Kemurkaan publik tak datang dari satu insiden saja. Ada kekecewaan mendalam terhadap janji reformasi kepolisian yang tak kunjung terwujud sejak dua dekade lalu. Kekecewaan ini diperparah oleh kebijakan pemerintah yang membuka kembali ruang bagi militer untuk masuk ke ranah sipil. Revisi Undang-Undang TNI menjadi sorotan utama, karena memperluas definisi “ancaman” dan memberi legitimasi bagi keterlibatan militer dalam urusan sipil. Bagi banyak pihak, ini membangkitkan memori kelam Dwifungsi ABRI yang pernah membelenggu demokrasi Indonesia.
Di tengah sorotan terhadap aparat dan militer, tuntutan lain yang mengemuka adalah pengesahan RUU Perampasan Aset.
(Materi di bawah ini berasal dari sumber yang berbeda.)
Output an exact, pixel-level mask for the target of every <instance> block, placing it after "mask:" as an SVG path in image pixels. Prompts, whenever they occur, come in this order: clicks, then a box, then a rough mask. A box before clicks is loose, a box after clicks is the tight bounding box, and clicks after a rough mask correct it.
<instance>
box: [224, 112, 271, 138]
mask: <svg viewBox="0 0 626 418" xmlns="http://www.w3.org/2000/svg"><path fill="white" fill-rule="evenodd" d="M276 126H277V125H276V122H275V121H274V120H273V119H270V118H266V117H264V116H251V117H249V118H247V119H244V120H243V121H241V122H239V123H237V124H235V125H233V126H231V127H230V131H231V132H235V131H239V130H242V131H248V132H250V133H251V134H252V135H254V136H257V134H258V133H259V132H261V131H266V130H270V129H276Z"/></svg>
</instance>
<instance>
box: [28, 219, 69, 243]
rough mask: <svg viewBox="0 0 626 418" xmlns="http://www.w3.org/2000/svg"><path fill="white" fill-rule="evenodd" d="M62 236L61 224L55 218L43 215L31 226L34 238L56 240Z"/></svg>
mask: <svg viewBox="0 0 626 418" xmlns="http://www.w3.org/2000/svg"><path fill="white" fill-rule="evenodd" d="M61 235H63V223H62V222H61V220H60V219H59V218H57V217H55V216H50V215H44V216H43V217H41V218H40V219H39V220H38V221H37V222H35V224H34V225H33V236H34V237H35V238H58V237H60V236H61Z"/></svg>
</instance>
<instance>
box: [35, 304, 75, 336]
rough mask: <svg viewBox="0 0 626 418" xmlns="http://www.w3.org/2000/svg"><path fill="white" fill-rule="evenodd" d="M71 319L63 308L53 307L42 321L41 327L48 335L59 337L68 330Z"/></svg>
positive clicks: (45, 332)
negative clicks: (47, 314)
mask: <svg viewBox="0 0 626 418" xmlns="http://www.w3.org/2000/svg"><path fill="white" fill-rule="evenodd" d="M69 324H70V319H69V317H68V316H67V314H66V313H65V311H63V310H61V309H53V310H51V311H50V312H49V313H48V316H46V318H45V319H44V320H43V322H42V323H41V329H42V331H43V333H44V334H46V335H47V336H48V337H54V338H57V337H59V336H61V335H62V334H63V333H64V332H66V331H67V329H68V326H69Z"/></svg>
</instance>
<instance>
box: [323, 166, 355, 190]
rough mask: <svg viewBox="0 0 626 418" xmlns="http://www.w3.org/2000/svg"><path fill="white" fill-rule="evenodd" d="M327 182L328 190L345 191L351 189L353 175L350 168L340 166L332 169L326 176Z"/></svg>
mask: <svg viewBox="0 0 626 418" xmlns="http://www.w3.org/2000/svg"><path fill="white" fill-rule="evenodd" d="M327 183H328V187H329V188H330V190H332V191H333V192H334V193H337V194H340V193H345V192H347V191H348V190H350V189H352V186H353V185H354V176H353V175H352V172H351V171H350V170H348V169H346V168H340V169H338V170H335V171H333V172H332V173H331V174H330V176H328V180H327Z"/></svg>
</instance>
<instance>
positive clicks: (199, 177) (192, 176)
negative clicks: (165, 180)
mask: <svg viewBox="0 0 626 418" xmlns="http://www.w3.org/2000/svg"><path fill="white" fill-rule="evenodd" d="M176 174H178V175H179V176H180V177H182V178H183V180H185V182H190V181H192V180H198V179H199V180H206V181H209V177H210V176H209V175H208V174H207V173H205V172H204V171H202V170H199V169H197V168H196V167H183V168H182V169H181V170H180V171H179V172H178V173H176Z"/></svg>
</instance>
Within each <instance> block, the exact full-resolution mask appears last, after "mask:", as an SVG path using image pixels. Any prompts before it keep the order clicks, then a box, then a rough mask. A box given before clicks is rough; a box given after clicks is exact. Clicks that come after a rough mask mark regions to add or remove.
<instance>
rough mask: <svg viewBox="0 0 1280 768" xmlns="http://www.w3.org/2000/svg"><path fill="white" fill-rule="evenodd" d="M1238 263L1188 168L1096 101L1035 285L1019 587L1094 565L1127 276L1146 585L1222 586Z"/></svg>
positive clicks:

Selama ini, hukum Indonesia hanya memungkinkan perampasan aset setelah ada putusan pidana. Akibatnya, pelaku korupsi yang melarikan diri atau meninggal dunia tetap bisa mempertahankan asetnya melalui keluarga atau pihak ketiga. RUU ini diharapkan menjadi instrumen hukum yang lebih gesit, adil, dan efektif dalam memulihkan kerugian negara.
Tuntutan Rakyat
Aliansi “Jogja Memanggil” menyuarakan 18 tuntutan utama sebagai bentuk perlawanan terhadap ketidakadilan struktural dan kebijakan yang dianggap merugikan rakyat:
- Gagalkan pemangkasan anggaran pendidikan dan wujudkan pendidikan gratis, ilmiah, demokratis, serta bervisi kerakyatan
- Usut tuntas segala brutalitas aparat yang merenggut nyawa rakyat, terutama dalam demonstrasi
- Bebaskan semua demonstran, pejuang lingkungan, pejuang HAM, dan pejuang demokrasi
- Pecat dan adili Kapolri Listyo Sigit Prabowo
- Laksanakan reformasi Polri secara menyeluruh
- Kembalikan militer ke barak, hapus komando teritorial, dan cabut UU TNI
- Turunkan kenaikan Pajak Bumi dan Bangunan, dan pajaki setinggi-tingginya orang kaya
- Hapus program makanan bergizi gratis yang dianggap korup dan pencitraan
- Hapus segala tunjangan di luar gaji pokok dan jaminan sosial-kesehatan bagi pejabat dan perwira TNI-Polri
- Setarakan gaji pokok pejabat dan perwira TNI-Polri dengan rata-rata upah buruh nasional
- Naikkan upah buruh, turunkan harga kebutuhan pokok
- Gratiskan biaya kesehatan bagi seluruh rakyat
- Gagalkan segala proyek strategis nasional
- Lawan segala mafia tanah
- Sahkan RUU Perampasan Aset Koruptor untuk memiskinkan koruptor dan keluarganya
- Gagalkan penulisan sejarah nasional yang manipulatif
- Gagalkan upaya menaikkan status kepahlawanan Soeharto
- Tangkap, adili, dan penjarakan pejabat serta aparat pelanggar HAM

Gelombang aksi yang terus bergulir ini bukan sekadar respons atas satu tragedi, melainkan akumulasi dari kekecewaan panjang terhadap sistem yang gagal melindungi, mendidik, dan menyejahterakan rakyatnya. Dari jalanan Yogyakarta, suara-suara perlawanan kembali menggema, membawa harapan akan perubahan yang lebih adil dan demokratis.